While job offers often mention a required number of years of experience, this is more a guidance than anything else. For example if you move from Google to Meta, Meta will match your level regardless of how many years of experience you have.

In general, you need some time to get promoted to the next level – e.g. the median L3 engineer needs 2 years to get to L4. But time is not enough, that’s why you have L5 with both 3 and 20 years of experience. You do need time to grow though because you need some experience that can’t be learned in books – e.g. you don’t know how to manage a large team until you have actually done it. How much time you need depends on your skills (and luck).

One important takeaway is also that cruising (and getting time seniority) doesn’t get you promoted nor does it get you a raise – you may have gotten one in the past as the job market was getting more competitive but you can’t assume you’ll get an annual raise if you’re cruising. With time, you have more knowledge and become more efficient but in the software industry, this is not enough to get promoted beyond L4/L5 – being an efficient L4 doesn’t make you L5.

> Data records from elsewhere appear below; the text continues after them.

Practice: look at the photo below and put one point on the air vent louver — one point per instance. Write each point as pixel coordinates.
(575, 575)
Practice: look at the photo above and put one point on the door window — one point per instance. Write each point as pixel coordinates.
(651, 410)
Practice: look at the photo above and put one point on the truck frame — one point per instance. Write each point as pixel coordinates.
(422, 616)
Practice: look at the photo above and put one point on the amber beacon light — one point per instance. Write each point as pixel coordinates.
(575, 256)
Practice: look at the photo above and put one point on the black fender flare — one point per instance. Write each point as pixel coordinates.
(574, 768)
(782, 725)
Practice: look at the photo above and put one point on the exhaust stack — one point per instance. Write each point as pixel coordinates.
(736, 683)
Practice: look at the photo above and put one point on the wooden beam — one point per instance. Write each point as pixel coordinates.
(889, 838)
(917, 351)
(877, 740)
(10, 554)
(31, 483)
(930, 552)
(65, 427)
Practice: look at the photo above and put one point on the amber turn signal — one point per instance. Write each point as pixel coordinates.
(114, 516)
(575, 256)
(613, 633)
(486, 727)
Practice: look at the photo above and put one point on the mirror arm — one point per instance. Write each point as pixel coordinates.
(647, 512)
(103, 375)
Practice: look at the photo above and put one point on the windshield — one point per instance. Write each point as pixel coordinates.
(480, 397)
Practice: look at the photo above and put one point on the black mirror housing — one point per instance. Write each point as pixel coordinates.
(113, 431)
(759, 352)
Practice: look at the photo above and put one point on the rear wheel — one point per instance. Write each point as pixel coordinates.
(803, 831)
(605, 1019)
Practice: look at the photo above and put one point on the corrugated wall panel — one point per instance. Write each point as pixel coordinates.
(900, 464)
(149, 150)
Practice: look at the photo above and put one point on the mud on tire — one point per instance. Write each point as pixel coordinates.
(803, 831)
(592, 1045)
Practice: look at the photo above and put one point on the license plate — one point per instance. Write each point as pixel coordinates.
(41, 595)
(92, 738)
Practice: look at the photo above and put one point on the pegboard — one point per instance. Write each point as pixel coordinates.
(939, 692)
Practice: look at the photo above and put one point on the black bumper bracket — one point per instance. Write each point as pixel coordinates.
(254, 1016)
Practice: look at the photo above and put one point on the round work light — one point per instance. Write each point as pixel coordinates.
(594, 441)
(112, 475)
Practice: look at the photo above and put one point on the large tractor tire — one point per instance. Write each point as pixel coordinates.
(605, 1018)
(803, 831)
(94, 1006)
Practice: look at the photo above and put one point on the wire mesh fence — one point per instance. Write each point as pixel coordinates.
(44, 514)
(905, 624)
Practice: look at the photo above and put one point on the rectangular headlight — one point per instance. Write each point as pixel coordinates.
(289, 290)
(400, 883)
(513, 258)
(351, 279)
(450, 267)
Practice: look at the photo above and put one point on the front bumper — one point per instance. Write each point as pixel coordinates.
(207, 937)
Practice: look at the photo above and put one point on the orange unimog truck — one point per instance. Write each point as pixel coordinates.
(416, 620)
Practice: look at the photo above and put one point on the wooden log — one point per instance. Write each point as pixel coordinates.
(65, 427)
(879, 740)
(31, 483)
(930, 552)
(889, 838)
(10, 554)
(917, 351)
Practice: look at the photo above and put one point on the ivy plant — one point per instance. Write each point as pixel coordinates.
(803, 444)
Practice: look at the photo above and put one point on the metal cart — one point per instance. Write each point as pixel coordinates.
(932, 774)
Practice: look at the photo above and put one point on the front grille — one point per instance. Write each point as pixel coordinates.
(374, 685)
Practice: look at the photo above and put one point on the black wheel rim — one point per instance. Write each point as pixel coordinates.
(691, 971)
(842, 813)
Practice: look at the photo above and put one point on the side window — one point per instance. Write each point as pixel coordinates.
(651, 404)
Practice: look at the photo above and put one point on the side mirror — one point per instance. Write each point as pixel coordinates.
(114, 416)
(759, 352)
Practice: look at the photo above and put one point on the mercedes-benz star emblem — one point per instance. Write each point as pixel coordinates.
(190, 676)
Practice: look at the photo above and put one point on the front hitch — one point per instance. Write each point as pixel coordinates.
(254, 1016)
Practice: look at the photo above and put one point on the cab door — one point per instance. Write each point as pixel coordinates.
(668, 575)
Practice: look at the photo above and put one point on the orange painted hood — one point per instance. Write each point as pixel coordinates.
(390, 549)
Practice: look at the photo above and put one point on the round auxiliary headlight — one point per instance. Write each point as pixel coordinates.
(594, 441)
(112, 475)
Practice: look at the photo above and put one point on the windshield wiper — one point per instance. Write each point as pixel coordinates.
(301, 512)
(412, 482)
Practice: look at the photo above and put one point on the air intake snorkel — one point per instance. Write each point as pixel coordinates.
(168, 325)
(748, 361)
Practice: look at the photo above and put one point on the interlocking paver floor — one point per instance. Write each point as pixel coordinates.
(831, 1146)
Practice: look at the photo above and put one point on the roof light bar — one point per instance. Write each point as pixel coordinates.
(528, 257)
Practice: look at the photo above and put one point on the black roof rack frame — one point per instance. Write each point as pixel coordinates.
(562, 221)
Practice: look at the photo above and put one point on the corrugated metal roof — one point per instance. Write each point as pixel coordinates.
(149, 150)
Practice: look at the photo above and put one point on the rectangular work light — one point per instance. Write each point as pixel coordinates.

Last but not least, getting promoted at your current company is the easiest way to get a senior position somewhere else since companies care about impact, scope and leadership rather than years of experience. This also why writing your actual impact on your resume rather than your number of years of experience is better.

Keep a growth mindset if growing is something you desire. Do not settle for mediocre systems/processes, learn from others and keep reflecting every now and then on yourself.